Diabetic retinopathy is one of the three leading causes of visual impairment and blindness in developed countries , and is the main reason for blindness in the working age population in Germany and other developed countries . It is the most common microvascular complication of diabetes ; almost all patients with type 1 diabetes and over 60% of patients with type 2 diabetes develop retinopathy. The development can be classified into stages; nonproliferative or background retinopathy is characterized by retinal vascular abnormalities including microaneurysms and intraretinal hemorrhages, which at first do not have much effect on vision. Nonproliferative diabetic retinopathy can be classified as mild, moderate, or severe according to the extent of these abnormalities. If retinopathy advances further, it is classified as proliferative diabetic retinopathy, which is characterized by the growth of new blood vessels on the retina or into the vitreous cavity. These vessels are weak and may bleed, causing a sudden deterioration of vision. At any stage of the condition, macular edema can occur. Macular edema is characterized by a thickening of the retina due to leaky blood vessels, and impairs central vision [4,5]. Currently, the main treatments are laser photocoagulation or vitrectomy with efforts to improve glycemic control and blood pressure control. Treatment reduces the risk of progression of the condition and may increase the chance of a small improvement in visual acuity [3,5]. Newer treatment approaches include intraocular injections to inhibit vascular endothelial growth factors (VEGF) .
Evaluation of new treatments requires not only assessment of their impact on visual function, but also assessment of patients' satisfaction with the treatments and the impact of the condition and its treatment on individuals' quality of life (QoL). Individual QoL is different from health status and visual function.
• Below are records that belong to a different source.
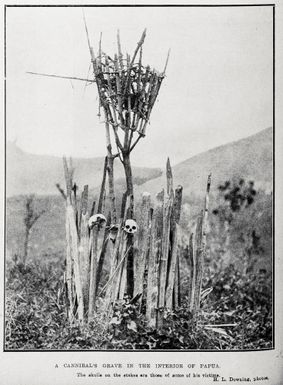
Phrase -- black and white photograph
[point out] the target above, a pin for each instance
(139, 178)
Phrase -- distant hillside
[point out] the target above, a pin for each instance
(249, 158)
(28, 173)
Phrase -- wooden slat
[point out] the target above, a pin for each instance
(199, 264)
(155, 250)
(143, 244)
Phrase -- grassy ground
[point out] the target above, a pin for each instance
(36, 315)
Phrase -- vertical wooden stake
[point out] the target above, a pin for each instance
(199, 264)
(154, 260)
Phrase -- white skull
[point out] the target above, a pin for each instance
(130, 226)
(113, 232)
(97, 219)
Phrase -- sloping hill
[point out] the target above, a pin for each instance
(28, 173)
(249, 158)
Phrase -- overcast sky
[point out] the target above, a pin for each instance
(218, 86)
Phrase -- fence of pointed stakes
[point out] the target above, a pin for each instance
(142, 258)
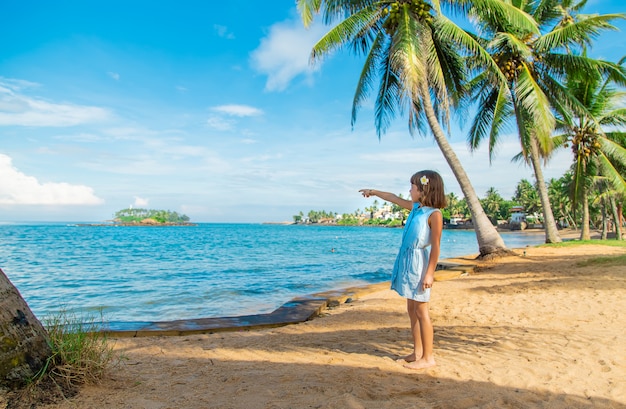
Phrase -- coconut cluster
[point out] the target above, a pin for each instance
(418, 9)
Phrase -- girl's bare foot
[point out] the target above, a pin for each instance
(421, 364)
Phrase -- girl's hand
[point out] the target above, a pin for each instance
(428, 282)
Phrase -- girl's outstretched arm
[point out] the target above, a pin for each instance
(389, 197)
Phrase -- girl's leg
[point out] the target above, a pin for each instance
(415, 332)
(425, 334)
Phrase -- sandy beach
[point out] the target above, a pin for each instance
(535, 330)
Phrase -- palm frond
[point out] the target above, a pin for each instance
(578, 33)
(369, 74)
(536, 104)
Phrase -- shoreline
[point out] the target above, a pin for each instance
(541, 329)
(297, 310)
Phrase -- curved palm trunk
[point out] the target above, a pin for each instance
(489, 240)
(25, 346)
(616, 218)
(552, 233)
(584, 229)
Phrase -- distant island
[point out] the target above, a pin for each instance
(150, 217)
(146, 217)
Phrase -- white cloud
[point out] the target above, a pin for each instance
(16, 188)
(223, 32)
(21, 110)
(140, 202)
(224, 124)
(284, 53)
(219, 123)
(238, 110)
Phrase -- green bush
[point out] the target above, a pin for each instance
(81, 353)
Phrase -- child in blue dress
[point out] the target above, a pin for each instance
(414, 270)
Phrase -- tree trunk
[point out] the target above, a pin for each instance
(549, 224)
(605, 222)
(616, 218)
(489, 241)
(24, 345)
(584, 228)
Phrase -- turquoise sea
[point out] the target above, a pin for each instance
(208, 270)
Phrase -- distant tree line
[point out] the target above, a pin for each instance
(131, 215)
(566, 211)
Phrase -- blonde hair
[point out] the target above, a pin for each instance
(430, 184)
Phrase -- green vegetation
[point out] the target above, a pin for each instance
(131, 215)
(81, 353)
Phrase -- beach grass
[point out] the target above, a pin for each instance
(80, 352)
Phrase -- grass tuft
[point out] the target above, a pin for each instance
(81, 353)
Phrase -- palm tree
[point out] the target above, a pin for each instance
(25, 348)
(596, 136)
(533, 65)
(558, 190)
(414, 57)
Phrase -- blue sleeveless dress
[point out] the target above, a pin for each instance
(412, 260)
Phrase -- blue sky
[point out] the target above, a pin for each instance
(210, 109)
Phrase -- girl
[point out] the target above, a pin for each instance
(414, 269)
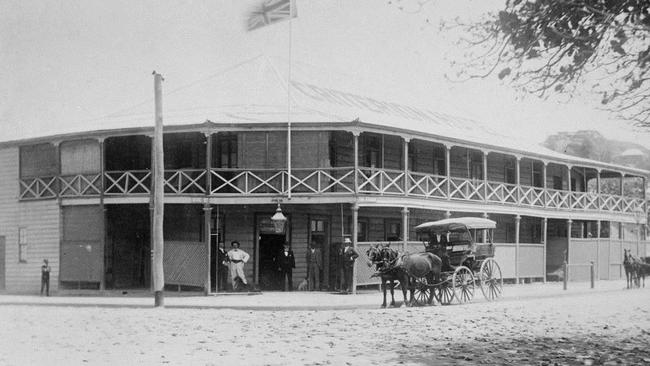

In asking about health rather than the eye condition, scores on health status measures such as the SF-12  will be affected by comorbid conditions, while respondents may not even consider their eye condition to be an aspect of their health. Similarly, visual function measures such as the NEI-VFQ  will be influenced by ocular comorbidities. Health status and visual function measures ask about the impact of health or vision on daily activities. They do not take account of the relevance or importance of these activities to the individual. When researching the impact of eye conditions and treatments on QoL, both the impact of being unable to perform specific tasks and the importance of the tasks to the person need to be considered. Although it is reasonable to assume that some aspects of life are universally relevant to QoL, the weights attached to these have been shown to differ between individuals and within the same person over time following increased severity of the condition or onset of complications [8,9]. Some aspects such as work or family life may only be relevant to some people. Individualized measures of QoL such as the measure of Retinopathy-Dependent QoL (RetDQoL) are designed to measure the impact of a condition on aspects of life relevant to the individual; relevant aspects are weighted by the individual's ratings of the importance of these aspects of life to their QoL.
The objectives of the current analyses were to evaluate the psychometric properties and to determine optimal scoring of the individualized RetDQoL and to explore QoL in diabetic retinopathy.